Het bij het ontwerp van een nieuwe Geneesmiddelenwet voorgestelde artikel 68 Gnw is bij aangenomen amendement aangepast (Kamerstukken II 2005/06, 29359, nr. 57). In de toelichting bij het amendement staat, voor zover hier relevant, het volgende: "(…) Dit amendement strekt ertoe dat het voorschrijven van geneesmiddelen buiten de registratietekst mogelijk blijft, maar als er standaarden of protocollen bestaan, deze worden gevolgd. Als deze [standaarden of protocollen] er nog niet zijn, verloopt de keuze voor het geneesmiddel buiten de registratietekst via overleg met de apotheker." In de wettekst staat dat off-label voorschrijven van geneesmiddelen alleen toelaatbaar is als er permissieve protocollen/standaarden zijn, dat wil zeggen standaarden of protocollen die het off-label voorschrijven van geneesmiddelen toelaatbaar oordelen, dan wel wanneer er permissieve protocollen of standaarden in ontwikkeling zijn. In het laatste geval is nog wel overleg met de apotheker vereist. De toelichting lijkt het evenwel toelaatbaar te achten dat off-label voorschrijven ook mogelijk is wanneer er geen enkele standaard of protocol (al dan niet in ontwikkeling) bestaat, als er daarover overleg met de apotheker is geweest.
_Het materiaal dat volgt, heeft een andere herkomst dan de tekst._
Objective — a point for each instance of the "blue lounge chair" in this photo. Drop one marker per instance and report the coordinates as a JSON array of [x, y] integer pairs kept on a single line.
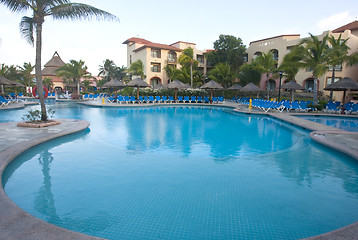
[[171, 99]]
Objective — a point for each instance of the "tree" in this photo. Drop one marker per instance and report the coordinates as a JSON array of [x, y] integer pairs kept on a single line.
[[266, 64], [315, 57], [58, 9], [228, 49], [172, 72], [338, 54], [107, 70], [249, 74], [222, 74], [187, 59], [74, 71], [137, 69], [26, 72]]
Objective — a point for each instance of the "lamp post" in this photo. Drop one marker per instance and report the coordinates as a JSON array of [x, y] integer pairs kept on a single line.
[[279, 87]]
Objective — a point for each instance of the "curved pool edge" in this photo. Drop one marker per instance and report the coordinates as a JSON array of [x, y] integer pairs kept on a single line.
[[15, 223]]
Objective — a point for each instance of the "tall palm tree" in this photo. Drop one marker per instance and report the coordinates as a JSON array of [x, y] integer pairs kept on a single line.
[[137, 69], [74, 71], [58, 9], [266, 64], [26, 72], [223, 74], [315, 56], [338, 54], [107, 69], [187, 58]]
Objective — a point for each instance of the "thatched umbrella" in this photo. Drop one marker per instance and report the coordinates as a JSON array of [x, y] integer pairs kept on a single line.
[[211, 85], [235, 87], [114, 83], [292, 86], [176, 84], [138, 83], [343, 84], [159, 86]]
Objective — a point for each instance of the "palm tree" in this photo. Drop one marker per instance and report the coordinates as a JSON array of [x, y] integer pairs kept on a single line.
[[27, 76], [74, 71], [108, 70], [338, 54], [315, 57], [187, 58], [172, 72], [58, 9], [266, 64], [223, 74], [137, 69]]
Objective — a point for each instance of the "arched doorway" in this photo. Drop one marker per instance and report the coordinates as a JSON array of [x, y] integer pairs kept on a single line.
[[271, 85], [155, 81]]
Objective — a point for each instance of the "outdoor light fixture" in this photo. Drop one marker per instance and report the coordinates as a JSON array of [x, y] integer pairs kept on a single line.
[[279, 87]]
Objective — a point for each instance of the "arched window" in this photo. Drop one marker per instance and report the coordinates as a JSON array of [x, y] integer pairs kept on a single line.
[[275, 54], [154, 81]]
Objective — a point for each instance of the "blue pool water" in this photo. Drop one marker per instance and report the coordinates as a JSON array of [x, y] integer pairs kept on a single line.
[[184, 173], [345, 123]]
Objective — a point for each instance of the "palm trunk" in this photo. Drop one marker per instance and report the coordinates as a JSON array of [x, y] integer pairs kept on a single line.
[[191, 75], [315, 90], [39, 83]]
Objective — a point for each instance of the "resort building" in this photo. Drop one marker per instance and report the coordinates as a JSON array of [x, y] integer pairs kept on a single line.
[[281, 45], [155, 56], [49, 71]]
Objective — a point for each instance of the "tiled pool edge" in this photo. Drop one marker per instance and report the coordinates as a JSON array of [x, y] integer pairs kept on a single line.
[[15, 223]]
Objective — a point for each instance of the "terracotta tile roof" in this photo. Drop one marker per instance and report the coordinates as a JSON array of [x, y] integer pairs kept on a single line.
[[350, 26], [147, 43]]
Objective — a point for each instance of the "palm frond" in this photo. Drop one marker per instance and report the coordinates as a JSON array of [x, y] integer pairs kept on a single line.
[[15, 5], [80, 11], [27, 29]]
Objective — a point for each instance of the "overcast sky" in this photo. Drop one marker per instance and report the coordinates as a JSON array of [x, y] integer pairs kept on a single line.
[[166, 22]]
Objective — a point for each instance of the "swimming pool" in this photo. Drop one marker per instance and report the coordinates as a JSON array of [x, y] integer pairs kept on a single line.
[[346, 123], [184, 173]]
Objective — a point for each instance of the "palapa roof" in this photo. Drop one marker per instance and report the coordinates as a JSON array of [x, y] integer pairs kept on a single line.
[[52, 65], [250, 88], [176, 84], [211, 85], [114, 83], [292, 85], [235, 87], [138, 83], [350, 26], [343, 84]]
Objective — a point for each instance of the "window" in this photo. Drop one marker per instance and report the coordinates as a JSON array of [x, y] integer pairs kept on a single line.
[[172, 57], [200, 58], [155, 53], [155, 67], [336, 68], [329, 80]]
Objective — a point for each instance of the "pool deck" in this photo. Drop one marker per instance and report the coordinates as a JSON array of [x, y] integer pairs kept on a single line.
[[15, 223]]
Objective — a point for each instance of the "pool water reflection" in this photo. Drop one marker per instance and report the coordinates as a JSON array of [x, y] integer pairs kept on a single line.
[[185, 173]]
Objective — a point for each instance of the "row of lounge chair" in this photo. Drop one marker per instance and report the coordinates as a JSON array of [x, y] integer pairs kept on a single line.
[[163, 99], [266, 105], [338, 107]]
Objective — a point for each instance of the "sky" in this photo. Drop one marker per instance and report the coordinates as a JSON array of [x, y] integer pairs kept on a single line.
[[166, 22]]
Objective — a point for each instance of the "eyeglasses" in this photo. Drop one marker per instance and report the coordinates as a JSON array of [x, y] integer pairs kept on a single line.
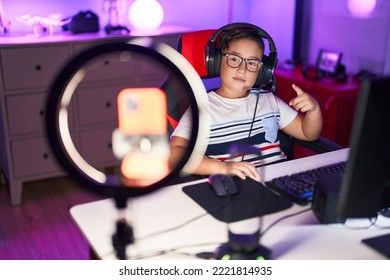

4.1. Zoals de Afdeling eerder heeft overwogen (onder meer in de uitspraak van 30 juni 2021, ECLI:NL:RVS:2021:1422, onder 12) verlangt het lex certa-beginsel, dat onder meer besloten ligt in artikel 7 van het Verdrag tot bescherming van de rechten van de mens en de fundamentele vrijheden, van de wetgever dat hij met het oog op de rechtszekerheid op een zo duidelijk mogelijke wijze de verboden gedragingen omschrijft. Daarbij moet evenwel niet uit het oog worden verloren dat de wetgever soms met een zekere vaagheid, voortvloeiend uit het gebruik van algemene termen, verboden gedragingen omschrijft om te voorkomen dat gedragingen die strafwaardig zijn buiten het bereik van die omschrijving vallen. Die vaagheid kan onvermijdelijk zijn, omdat niet altijd te voorzien is op welke wijze de te beschermen belangen in de toekomst zullen worden geschonden. Zo is het soms nodig dat een verbodsbepaling of een gebodsbepaling ruimte laat voor ontwikkelingen in een bepaalde sector, zoals in dit geval in de gezondheidszorg.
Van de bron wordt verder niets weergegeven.